Joshua Bridger hadn’t fully understood the reason he hadn’t hanged for the murders until fifteen years later, on the day of his release. The courtroom in Laredo, Texas, had become a recurring nightmare for Joshua. He’d learned to channel the frustration and hate into productive means. Every day, for fifteen long years, Joshua had had one purpose, one aspiration that had made him get up every day and endure the endless suffering that had become his life. 

A tapping on the cell door made Joshua open his eyes as the guard teased him. “Alright, Brick, it’s rise-and-shine time,” Guard Floyd Owens said as the steel key rattled against the rusted iron of Joshua’s cage. “I got up especially early for you this morning.”

Joshua stood and approached the open door. He knew better than to step beyond the yellow line on the floor at the cell entrance. He’d learned this through witnessing others’ mistakes.

Something prison guards didn’t consider when they spent ten hours a day surrounded by prisoners: their words had a way of spreading through the penitentiary. Joshua waited longer than he should for the smug guard to stare at him. Owens plucked his teeth with a toothpick. He wore the black uniform with the white shirt and dark yellow-stained collar, glaring at Joshua with slitted eyes.
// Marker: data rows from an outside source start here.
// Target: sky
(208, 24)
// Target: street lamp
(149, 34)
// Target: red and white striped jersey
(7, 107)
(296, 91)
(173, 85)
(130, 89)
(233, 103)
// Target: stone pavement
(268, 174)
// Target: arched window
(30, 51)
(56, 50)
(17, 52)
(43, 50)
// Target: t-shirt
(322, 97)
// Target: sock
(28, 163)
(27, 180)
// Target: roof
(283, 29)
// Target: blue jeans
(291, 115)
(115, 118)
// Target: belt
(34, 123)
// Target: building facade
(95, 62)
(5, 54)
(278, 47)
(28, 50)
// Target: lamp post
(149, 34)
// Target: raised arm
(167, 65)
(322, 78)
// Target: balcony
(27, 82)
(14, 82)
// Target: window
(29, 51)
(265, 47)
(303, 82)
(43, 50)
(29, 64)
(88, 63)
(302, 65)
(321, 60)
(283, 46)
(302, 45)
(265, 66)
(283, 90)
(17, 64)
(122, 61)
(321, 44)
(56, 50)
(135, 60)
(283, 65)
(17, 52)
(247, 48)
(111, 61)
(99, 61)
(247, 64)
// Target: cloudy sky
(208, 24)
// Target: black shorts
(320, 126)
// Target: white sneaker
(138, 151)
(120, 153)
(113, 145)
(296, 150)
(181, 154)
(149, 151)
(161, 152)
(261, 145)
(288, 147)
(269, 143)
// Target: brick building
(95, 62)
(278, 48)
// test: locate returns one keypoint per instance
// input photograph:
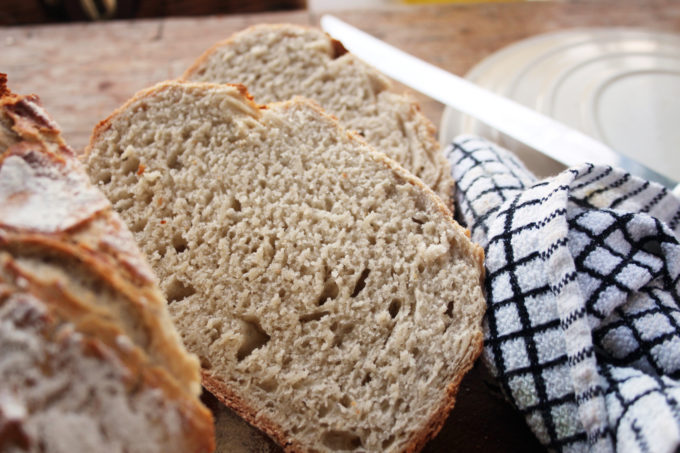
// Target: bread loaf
(332, 300)
(90, 360)
(277, 62)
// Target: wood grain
(84, 71)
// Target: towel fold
(582, 330)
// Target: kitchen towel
(582, 329)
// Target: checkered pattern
(582, 329)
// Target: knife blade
(540, 132)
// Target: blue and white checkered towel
(582, 330)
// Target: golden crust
(80, 229)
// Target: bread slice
(90, 359)
(332, 300)
(278, 62)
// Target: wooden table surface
(83, 71)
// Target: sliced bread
(278, 62)
(332, 300)
(90, 359)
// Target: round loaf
(278, 62)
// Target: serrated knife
(542, 133)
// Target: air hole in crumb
(449, 309)
(328, 204)
(361, 282)
(173, 161)
(268, 385)
(341, 440)
(387, 442)
(130, 164)
(105, 178)
(146, 197)
(394, 308)
(346, 401)
(341, 333)
(138, 226)
(313, 316)
(205, 363)
(254, 337)
(179, 243)
(177, 290)
(330, 291)
(323, 411)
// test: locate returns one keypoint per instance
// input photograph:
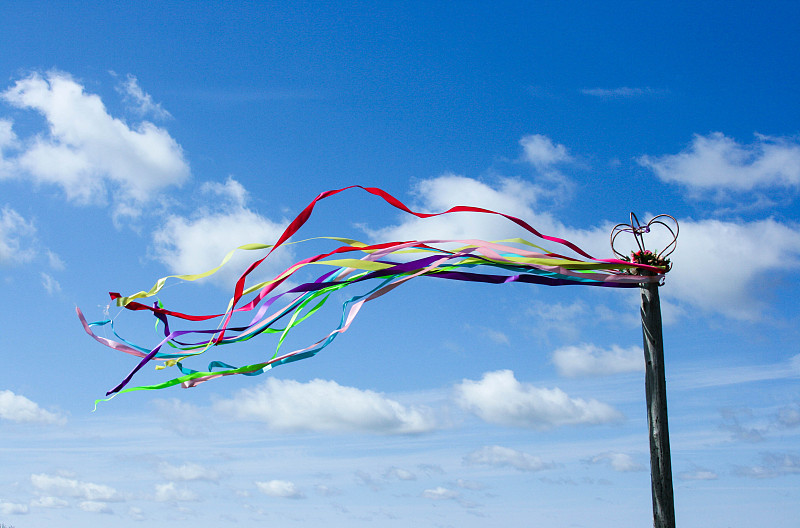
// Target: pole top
(638, 230)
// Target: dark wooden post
(656, 389)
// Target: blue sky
(139, 142)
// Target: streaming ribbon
(386, 265)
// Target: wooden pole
(656, 389)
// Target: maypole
(655, 382)
(381, 267)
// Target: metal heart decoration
(638, 230)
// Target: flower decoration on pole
(638, 230)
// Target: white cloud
(698, 474)
(469, 484)
(13, 508)
(720, 266)
(589, 360)
(8, 141)
(49, 502)
(50, 284)
(142, 101)
(18, 408)
(542, 153)
(499, 398)
(168, 492)
(719, 162)
(737, 254)
(618, 462)
(498, 456)
(65, 487)
(280, 488)
(440, 493)
(198, 244)
(399, 474)
(16, 235)
(89, 153)
(321, 405)
(186, 472)
(772, 465)
(95, 507)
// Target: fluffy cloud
(589, 360)
(16, 234)
(772, 465)
(738, 253)
(541, 152)
(185, 472)
(719, 162)
(49, 502)
(498, 456)
(197, 244)
(280, 488)
(698, 474)
(440, 493)
(65, 487)
(18, 408)
(617, 461)
(169, 492)
(721, 266)
(95, 507)
(500, 399)
(321, 405)
(13, 508)
(141, 101)
(88, 152)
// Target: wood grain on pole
(656, 390)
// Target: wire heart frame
(637, 229)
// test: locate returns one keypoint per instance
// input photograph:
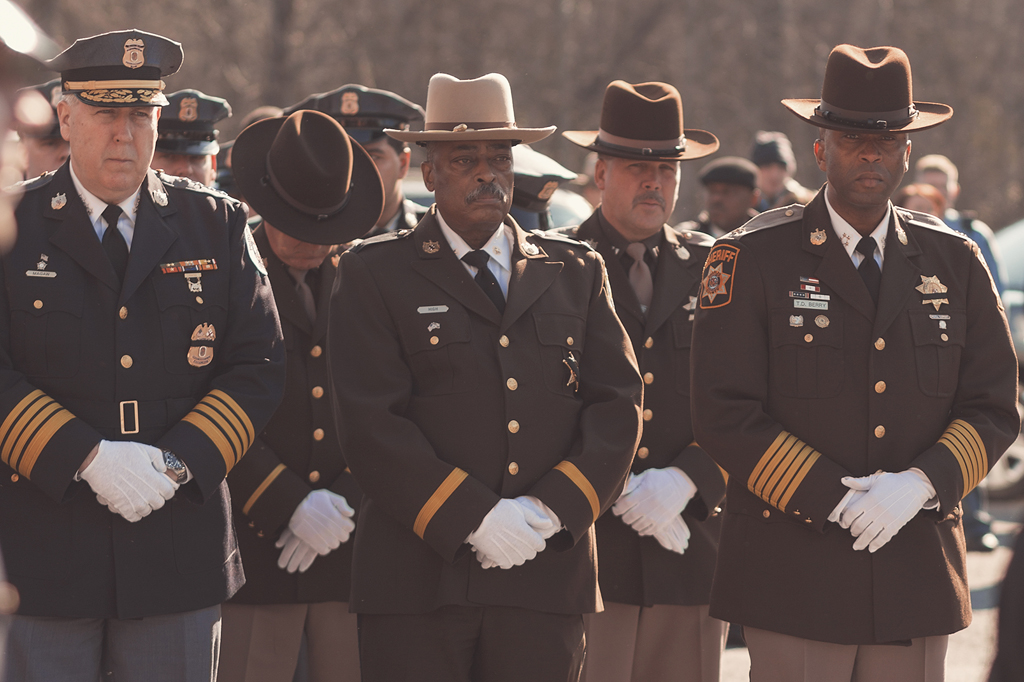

“Ain’t you taking any of your stuff, Brick?” Owens asked. He had arrived five years after Joshua. Before Guard Owens reached his one-year mark, every prisoner knew him as another enforcer willing to bloody his nightstick when he thought anyone got out of line.

Joshua glanced over his shoulder, looking at the single-cot cell for the last time. He had enough items collected over the years, gifts from other prisoners to fill the apple crate the prison guards had provided him the night before. The same crate they’d used for his release clothes. 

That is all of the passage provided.